NYT Magazine staff writer and Times economics columnist David Leonhardt is on a liberal roll of late. Last Friday hegot front-page real estate to demonstrate the liberal obsession with income inequality. Then, in a "The Way We Live Now" column for the Times Magazine, he wondered why government control of the banks is considered so radical - after all, France did it in the early 1980s.
Few words conjure the specter of radicalism quite so well as nationalization. Seizing control of large industries - nationalizing them - is often among the first acts of a leftist government. Lenin did it, and so did Hugo Chávez. Even the comparatively tame François Mitterrand made the nationalization of some banks and heavy industry the centerpiece of his agenda when he became France's president in 1981. He held it out as the alternative to the laissez-faire ideology of Ronald Reagan and Margaret Thatcher.
So it is a bit odd to watch Barack Obama, who aspires to finally end the era of Reaganomics, spend his early weeks in the White House swatting away calls for nationalization from decidedly nonleftist quarters. Lindsey Graham, a Republican senator from South Carolina, recently said that, given the depth of the credit crisis, he wouldn't rule out nationalizing banks. Alan Greenspan went further a few days later. "I understand that once in a hundred years this is what you do," Greenspan, an Ayn Rand disciple before he was a central banker, told The Financial Times.

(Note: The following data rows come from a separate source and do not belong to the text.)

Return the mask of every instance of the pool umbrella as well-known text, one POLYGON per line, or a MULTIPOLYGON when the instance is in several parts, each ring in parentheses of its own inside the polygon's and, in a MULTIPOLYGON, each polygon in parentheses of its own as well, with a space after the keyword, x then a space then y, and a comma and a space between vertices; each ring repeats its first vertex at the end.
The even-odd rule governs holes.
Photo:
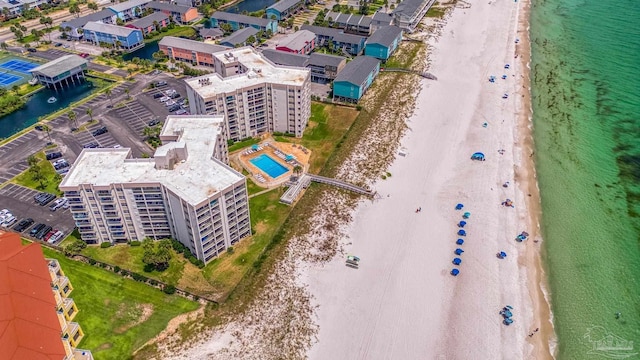
POLYGON ((484 161, 484 154, 481 152, 476 152, 473 153, 473 155, 471 155, 471 160, 480 160, 480 161, 484 161))
POLYGON ((507 79, 507 75, 502 75, 502 80, 506 80, 507 79))
POLYGON ((462 253, 464 252, 464 250, 457 248, 456 251, 454 251, 456 253, 456 255, 462 255, 462 253))
POLYGON ((463 219, 468 219, 470 216, 471 216, 471 213, 470 213, 470 212, 466 212, 466 213, 464 213, 464 214, 462 215, 462 218, 463 218, 463 219))
POLYGON ((257 144, 251 145, 251 150, 258 150, 258 145, 257 144))
POLYGON ((458 241, 456 241, 456 244, 458 244, 458 245, 462 245, 462 244, 464 244, 464 240, 462 240, 462 239, 458 239, 458 241))
POLYGON ((460 229, 460 230, 458 230, 458 235, 460 235, 460 236, 467 236, 467 232, 466 232, 466 231, 464 231, 464 230, 462 230, 462 229, 460 229))
POLYGON ((456 205, 456 210, 462 210, 463 207, 464 207, 464 205, 458 204, 458 205, 456 205))
POLYGON ((504 251, 500 251, 500 257, 501 258, 506 258, 507 257, 507 253, 504 251))
POLYGON ((466 222, 466 221, 460 221, 460 222, 458 223, 458 227, 461 227, 461 228, 465 227, 465 225, 467 225, 467 222, 466 222))
POLYGON ((454 258, 453 259, 453 265, 460 265, 462 263, 462 259, 460 258, 454 258))
POLYGON ((458 270, 458 269, 451 270, 451 275, 458 276, 458 274, 460 274, 460 270, 458 270))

He took care to distinguish between "two different kinds of nationalization." The first and less appealing kind, with government running the enterprise, Leonhardt admits had "pretty dismal" results. But:
The second version of nationalization is the one that today's advocates point to. It is a temporary takeover born out of crisis. Sweden pursued this kind of strategy in the early 1990s to clean up its banking system. Even the United States has nationalized banks on occasion, including IndyMac Bank last year.

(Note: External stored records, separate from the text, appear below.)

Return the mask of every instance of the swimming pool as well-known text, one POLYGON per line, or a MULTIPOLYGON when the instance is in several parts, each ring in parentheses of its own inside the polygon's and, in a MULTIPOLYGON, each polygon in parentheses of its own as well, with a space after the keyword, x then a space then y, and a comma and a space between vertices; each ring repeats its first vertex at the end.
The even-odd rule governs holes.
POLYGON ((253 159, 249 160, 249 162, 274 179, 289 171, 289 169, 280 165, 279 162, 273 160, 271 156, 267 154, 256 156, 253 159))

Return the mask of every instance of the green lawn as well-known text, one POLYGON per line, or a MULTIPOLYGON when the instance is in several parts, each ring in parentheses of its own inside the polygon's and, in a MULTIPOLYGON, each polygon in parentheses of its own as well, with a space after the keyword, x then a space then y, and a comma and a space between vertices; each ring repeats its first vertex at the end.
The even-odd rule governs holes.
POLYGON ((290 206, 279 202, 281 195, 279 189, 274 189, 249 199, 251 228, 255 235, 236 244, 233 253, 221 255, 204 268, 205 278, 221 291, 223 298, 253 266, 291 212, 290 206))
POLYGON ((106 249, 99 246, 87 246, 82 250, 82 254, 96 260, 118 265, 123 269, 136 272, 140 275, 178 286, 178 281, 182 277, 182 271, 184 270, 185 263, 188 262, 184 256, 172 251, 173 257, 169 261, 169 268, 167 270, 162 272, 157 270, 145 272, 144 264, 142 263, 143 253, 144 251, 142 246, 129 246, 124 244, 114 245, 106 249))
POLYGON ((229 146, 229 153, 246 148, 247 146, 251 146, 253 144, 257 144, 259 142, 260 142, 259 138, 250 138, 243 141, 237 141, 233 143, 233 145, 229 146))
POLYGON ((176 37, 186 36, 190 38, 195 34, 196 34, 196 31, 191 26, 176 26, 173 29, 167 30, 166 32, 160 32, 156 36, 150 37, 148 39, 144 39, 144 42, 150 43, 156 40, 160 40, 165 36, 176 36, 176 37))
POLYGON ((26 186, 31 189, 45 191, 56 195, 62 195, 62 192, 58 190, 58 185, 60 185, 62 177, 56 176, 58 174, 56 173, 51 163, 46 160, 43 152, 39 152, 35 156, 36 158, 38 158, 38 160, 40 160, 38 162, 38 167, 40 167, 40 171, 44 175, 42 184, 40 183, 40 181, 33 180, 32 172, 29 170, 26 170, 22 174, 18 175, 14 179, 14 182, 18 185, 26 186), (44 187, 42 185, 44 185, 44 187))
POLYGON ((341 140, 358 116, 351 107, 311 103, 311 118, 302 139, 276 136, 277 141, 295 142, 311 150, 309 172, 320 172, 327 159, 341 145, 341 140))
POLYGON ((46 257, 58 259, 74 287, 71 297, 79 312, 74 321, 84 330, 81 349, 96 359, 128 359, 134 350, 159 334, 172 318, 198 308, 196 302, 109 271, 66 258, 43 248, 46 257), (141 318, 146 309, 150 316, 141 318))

In these cases and others, the government had none of the grand ambitions that Mitterrand-style nationalizers had. The same would clearly be the case with a nationalization of banks today. "Nobody in their right mind wants the government to be in the banking business any longer than it needs to be," said Adam Posen, an economist in Washington and a prominent voice for nationalization. Instead, the federal government would declare a bank insolvent, wipe out its existing shareholders, fire its top executives and inject enough money to keep it functioning. The government could then siphon off the worst assets into a so-called bad bank - pooling them with toxic assets from other nationalized banks - and resell the bank's healthy parts to private investors. Once the crisis lifts, some of the toxic assets may even have value.

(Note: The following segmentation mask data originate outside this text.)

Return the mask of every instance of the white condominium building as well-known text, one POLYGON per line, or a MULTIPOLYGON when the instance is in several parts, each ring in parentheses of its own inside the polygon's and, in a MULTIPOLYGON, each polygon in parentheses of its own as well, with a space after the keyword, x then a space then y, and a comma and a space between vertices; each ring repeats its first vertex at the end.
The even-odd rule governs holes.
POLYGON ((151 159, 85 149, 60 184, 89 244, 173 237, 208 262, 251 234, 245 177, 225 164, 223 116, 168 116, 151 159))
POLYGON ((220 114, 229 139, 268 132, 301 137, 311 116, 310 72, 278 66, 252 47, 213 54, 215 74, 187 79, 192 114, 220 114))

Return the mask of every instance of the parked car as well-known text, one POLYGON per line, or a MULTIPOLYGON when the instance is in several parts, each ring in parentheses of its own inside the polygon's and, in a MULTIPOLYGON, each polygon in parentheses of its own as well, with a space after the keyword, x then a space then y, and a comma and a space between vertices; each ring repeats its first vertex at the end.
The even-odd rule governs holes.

Leonhardt seems quite sure that the nationalization could be reversed eventually - although examples of the government giving up power are thin on the ground in recent years.
The question, obviously, is whether it is too late for such moderation and, if not, whether Obama's economic team will be able to see when it is. His top advisers, including Geithner and Lawrence Summers, have spent much of their careers trying to persuade other Democrats of the virtues of private enterprise. They have pushed the party to grasp the folly of Mitterrand and acknowledge the limits of government. As this crisis has made clear, the private sector has its limits, too. Will the people who have Obama's ear be able to acknowledge those limits when the time comes?